Applying least privilege policies to your users and machines

Policy Overview

Endpoint Privilege Manager can apply least privilege policies to applications, users and machines across the fleet of endpoints which are running the Keeper agent. Policies can be applied to any collections in the tenant. The policy is customized by the Admin based on the organization's requirements.

Policies support granular enforcement controls across applications, users, machines, collections, and execution context. Enhanced filtering capabilities allow administrators to target policies by Policy Type, Status, Control, User Groups, Machine Collections, Applications, and Date & Time Ranges, enabling both broad governance models and highly targeted enforcement strategies.

Policies are applied based on:

  • Collection of resources

  • Policy Type

  • Controls

  • Attributes

The Policies screen displays all active enforcements in the tenant.

Policies

Create a Policy

To create a new policy, click on "Create Policy" and complete the policy details form.

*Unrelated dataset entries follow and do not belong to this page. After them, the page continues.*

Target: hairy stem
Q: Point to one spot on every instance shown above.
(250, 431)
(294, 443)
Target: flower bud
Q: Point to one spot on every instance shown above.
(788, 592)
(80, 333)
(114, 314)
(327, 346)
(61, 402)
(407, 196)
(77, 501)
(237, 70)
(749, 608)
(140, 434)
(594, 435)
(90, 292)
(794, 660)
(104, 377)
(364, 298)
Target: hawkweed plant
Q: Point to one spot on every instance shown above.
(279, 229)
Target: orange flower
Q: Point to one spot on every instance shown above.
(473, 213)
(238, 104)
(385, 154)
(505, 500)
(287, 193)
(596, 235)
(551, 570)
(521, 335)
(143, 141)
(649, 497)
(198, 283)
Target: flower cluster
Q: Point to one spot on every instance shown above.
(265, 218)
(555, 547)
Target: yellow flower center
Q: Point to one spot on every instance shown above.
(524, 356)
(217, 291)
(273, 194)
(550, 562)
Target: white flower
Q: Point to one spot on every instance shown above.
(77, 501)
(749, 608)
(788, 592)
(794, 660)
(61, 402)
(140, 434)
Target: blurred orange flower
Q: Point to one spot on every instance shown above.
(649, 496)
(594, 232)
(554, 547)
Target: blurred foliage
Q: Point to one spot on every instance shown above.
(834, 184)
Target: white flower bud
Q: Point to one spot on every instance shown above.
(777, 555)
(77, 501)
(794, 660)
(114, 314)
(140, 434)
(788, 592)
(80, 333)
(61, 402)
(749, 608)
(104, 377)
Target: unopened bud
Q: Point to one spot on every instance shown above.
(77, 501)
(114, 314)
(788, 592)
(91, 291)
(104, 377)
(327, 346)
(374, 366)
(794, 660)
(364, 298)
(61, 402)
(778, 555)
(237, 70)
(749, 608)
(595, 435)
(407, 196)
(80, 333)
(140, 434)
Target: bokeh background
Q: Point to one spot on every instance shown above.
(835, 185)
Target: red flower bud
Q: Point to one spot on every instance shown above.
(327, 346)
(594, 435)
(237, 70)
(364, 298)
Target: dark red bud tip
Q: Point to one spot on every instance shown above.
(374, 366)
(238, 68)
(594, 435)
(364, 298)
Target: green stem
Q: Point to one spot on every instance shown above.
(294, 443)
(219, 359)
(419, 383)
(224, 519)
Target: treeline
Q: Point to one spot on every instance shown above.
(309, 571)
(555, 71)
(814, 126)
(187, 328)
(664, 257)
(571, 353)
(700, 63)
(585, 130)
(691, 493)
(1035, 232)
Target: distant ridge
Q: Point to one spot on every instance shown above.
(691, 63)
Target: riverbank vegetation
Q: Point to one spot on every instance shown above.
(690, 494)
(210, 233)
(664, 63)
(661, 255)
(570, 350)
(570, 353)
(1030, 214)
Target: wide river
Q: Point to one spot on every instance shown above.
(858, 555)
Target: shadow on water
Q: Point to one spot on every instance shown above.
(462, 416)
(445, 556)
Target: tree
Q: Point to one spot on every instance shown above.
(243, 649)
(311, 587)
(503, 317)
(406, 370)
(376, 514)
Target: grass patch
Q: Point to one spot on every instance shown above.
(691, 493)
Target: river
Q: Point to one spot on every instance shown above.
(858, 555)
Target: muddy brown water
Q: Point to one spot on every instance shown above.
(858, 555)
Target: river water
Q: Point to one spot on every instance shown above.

Important: Multiple policies can be applied simultaneously to the same device or user. When this happens, Keeper enforces all applicable policies with strict adherence to their requirements. In cases where policies have conflicting settings, Keeper automatically applies the most restrictive option, ensuring maximum security on the endpoint.

Policy Types

Keeper supports the following policy types:

  • Least Privilege: Removes local users from the admin role.

  • Privilege Elevation: Manages requests for an administrative elevation.

  • File Access: Controls access to executables and sensitive files.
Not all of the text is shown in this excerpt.